Choosing Love

When I entered my first serious relationship several years ago, I kept expecting my luck to run out at every bump. Every Valentine’s Day, every New Year’s, every anniversary, worry would sit there at the back of my mind, regardless of how perfect things felt in that moment. Where would we be one year from now? Would this one be our last? Tendrils of doubt would surface with every conversation that faded to silence, every day that I felt like I just needed some space.

No relationship is all ups, and it was during a particularly difficult period of bickering about 20 months in when I found myself facing what I thought was the end. We were both exhausted, had barely had time to see each other, and were still adjusting to the drastic change into university. Yet, despite recognizing the obstacles, neither of us could make the final cut and end things.

Until that moment, I had never thought of love as being a choice. Certainly, falling in love often is not. However, our relationship did not end that night. Instead, we made a promise to not break up unless our feelings for each other changed. It sounded ridiculously self-explanatory, and it was, but it wasn’t always easy to remember those priorities in the midst of busy schedules, short tempers, and personal change.
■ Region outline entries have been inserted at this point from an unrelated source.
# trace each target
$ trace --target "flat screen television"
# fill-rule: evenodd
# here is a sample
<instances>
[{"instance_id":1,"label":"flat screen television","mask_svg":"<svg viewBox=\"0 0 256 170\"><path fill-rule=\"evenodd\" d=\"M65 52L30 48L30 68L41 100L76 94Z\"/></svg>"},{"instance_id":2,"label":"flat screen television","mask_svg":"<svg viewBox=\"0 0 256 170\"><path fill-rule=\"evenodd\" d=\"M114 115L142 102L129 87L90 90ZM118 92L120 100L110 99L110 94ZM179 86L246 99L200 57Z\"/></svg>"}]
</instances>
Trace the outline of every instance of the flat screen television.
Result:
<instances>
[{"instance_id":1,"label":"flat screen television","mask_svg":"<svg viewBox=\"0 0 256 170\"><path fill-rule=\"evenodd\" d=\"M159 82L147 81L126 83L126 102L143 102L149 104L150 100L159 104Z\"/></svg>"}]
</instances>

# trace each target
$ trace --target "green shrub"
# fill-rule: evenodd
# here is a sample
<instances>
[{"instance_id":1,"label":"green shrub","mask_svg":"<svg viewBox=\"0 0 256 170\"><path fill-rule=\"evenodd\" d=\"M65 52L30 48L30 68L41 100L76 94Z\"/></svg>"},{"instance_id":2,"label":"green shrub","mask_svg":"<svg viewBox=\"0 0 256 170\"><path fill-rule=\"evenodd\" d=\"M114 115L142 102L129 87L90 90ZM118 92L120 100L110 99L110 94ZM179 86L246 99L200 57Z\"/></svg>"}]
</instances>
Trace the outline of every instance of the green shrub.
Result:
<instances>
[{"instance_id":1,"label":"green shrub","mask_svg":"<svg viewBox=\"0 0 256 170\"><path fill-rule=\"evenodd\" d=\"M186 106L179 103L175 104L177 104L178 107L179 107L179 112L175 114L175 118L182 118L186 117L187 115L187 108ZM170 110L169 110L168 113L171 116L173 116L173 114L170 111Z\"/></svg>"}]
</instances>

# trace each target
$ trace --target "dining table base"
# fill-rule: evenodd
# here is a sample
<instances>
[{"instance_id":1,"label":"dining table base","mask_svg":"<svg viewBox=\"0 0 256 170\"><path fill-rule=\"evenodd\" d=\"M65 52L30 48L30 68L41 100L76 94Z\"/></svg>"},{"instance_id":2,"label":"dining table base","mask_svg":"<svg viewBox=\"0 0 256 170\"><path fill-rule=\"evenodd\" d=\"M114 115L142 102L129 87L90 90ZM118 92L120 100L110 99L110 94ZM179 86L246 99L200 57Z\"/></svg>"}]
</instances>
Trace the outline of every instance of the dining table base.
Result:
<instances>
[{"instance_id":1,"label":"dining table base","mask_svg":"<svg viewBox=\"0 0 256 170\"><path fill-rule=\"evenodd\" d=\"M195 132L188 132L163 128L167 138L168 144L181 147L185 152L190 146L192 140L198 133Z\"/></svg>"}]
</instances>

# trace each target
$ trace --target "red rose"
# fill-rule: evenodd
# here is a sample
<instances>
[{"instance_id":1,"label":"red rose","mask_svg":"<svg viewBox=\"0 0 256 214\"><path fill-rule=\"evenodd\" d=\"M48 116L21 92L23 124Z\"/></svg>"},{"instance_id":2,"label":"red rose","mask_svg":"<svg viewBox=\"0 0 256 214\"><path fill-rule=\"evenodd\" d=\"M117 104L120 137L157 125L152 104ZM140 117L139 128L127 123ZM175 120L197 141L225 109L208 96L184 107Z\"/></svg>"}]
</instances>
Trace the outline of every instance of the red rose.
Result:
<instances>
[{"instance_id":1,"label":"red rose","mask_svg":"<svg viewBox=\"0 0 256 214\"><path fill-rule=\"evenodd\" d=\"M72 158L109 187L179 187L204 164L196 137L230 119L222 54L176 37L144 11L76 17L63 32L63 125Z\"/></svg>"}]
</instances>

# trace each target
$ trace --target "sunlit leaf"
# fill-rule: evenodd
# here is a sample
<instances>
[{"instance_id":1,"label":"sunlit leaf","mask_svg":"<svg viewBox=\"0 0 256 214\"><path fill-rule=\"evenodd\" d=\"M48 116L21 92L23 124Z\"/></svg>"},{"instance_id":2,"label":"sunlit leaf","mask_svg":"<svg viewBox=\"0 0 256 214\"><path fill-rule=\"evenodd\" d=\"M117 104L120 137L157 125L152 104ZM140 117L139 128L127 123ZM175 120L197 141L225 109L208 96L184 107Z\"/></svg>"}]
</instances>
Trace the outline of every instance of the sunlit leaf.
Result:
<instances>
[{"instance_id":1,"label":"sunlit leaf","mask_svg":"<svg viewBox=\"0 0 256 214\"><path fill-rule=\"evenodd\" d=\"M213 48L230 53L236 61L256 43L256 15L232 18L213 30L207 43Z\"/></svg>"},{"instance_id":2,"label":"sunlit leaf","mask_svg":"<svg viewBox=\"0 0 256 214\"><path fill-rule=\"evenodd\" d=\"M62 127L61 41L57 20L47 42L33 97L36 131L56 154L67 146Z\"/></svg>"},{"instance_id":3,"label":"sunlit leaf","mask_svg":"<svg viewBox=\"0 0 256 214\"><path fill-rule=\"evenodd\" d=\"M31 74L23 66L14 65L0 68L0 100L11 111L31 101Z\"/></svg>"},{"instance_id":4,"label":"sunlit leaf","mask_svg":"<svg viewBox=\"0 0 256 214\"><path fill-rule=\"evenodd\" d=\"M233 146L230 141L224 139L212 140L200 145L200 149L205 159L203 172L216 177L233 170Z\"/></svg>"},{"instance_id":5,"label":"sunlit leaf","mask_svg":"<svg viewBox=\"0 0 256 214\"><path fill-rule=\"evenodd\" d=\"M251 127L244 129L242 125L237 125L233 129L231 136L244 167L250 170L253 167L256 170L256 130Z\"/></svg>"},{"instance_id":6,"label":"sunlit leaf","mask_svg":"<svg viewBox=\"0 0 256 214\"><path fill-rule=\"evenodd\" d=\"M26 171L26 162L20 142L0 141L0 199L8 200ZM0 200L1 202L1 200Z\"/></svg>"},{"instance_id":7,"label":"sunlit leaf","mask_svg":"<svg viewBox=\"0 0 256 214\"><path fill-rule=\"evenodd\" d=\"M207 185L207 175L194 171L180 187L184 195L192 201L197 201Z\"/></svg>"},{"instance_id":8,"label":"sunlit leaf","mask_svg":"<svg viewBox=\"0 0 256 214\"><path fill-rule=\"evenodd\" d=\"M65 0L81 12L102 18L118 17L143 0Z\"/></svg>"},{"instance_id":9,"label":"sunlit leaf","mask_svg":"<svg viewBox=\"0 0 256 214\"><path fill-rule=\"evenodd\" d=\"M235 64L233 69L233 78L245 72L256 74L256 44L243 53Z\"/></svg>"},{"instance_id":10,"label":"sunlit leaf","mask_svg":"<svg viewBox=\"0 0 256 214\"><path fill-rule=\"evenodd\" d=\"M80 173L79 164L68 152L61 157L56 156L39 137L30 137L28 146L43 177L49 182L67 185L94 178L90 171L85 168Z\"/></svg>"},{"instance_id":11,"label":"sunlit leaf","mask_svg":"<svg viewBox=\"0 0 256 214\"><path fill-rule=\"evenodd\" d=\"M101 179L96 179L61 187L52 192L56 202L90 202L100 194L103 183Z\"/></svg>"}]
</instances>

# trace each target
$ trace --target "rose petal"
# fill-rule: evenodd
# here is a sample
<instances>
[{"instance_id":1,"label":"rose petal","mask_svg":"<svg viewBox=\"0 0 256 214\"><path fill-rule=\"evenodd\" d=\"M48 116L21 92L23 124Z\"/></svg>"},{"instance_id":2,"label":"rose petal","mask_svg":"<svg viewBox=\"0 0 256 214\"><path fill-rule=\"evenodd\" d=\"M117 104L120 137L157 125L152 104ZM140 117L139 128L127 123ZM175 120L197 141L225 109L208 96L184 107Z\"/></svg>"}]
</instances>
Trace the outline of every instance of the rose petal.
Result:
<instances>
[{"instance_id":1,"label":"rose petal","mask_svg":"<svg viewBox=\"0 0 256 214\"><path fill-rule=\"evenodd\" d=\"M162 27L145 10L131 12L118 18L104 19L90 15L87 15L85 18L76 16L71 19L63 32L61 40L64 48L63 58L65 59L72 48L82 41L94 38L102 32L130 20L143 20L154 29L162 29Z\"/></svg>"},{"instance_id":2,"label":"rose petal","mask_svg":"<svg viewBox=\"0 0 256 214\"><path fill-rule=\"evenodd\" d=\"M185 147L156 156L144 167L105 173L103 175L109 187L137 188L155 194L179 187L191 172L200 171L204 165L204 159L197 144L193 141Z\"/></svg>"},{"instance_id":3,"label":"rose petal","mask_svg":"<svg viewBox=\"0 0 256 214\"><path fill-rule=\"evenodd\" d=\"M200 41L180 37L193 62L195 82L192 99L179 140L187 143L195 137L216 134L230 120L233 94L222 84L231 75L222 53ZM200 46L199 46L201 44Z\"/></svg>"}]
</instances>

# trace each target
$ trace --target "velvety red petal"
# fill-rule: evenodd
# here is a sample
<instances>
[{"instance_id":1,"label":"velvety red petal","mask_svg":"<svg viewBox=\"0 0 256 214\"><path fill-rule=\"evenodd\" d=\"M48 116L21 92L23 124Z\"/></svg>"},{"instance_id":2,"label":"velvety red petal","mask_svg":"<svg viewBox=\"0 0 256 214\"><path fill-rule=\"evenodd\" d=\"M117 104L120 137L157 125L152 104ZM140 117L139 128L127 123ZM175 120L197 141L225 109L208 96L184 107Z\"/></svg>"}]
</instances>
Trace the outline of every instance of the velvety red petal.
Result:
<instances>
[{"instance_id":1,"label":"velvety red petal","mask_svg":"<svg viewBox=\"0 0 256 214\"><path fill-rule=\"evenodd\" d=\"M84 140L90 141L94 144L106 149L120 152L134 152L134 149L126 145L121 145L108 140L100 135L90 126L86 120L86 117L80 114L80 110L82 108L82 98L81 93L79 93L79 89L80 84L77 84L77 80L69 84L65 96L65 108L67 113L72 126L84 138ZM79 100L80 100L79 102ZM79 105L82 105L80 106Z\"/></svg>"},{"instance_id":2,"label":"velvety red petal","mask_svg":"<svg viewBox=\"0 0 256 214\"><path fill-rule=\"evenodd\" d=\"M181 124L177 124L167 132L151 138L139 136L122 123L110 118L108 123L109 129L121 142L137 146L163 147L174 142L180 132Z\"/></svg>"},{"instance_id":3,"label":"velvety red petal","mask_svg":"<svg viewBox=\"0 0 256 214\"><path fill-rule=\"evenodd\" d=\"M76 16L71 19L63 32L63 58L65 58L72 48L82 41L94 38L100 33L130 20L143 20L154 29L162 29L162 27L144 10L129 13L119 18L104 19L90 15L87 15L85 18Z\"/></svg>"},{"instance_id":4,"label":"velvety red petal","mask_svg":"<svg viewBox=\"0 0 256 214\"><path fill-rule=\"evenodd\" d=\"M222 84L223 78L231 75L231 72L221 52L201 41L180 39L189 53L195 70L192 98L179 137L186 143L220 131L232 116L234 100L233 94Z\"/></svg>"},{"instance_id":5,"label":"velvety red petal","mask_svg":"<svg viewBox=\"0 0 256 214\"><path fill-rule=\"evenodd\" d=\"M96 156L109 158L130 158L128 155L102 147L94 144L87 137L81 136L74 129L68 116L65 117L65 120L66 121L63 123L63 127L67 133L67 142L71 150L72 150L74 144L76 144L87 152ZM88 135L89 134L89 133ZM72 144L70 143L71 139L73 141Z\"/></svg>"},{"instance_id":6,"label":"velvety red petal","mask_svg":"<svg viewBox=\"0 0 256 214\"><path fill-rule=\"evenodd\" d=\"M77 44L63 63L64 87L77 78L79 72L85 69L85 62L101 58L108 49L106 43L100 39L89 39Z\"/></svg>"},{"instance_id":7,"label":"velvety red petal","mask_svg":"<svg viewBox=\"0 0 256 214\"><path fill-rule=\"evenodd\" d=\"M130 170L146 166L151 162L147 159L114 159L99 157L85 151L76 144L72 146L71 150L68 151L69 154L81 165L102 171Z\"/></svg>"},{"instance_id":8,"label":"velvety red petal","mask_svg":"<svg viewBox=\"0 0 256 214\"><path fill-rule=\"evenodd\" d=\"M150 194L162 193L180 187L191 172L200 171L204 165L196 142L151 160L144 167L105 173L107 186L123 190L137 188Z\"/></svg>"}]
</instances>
That night, I realized for the first time that the cards were entirely in our hands. Love would never run out and fail us; it had always come down our choice. Gradually, I began to realize that I no longer felt the same looming worry when I peered a year or two into the future. If we wanted to be together then, we would be. If we didn’t, I would know that it was a deliberate, informed choice.

As Mandy Len Catron — author of the NYT Modern Love piece on 36 Questions to Fall in Love — wrote in one of her blog posts:

You choose. You choose over and over again. Because there is no right choice. There is no right person. There is simply someone you love, someone you have chosen, whom you will have to choose again. But there is no guarantee that you will always choose him, that he will choose you.

That uncertainty has always made love terrifying, but love is never just lost between two people. It is neglected, forgotten, or abandoned. True love, in my experience, has not been something I’ve found. It has been something we’ve made. It has been two very flawed people who are imperfect together, working towards building a perfection to share. I’ve always described my relationship as both very hard and very easy, which I still think is simultaneously true. It has been hard because we have both had to choose, constantly, consciously. It has been easy because all we’ve had to do was choose.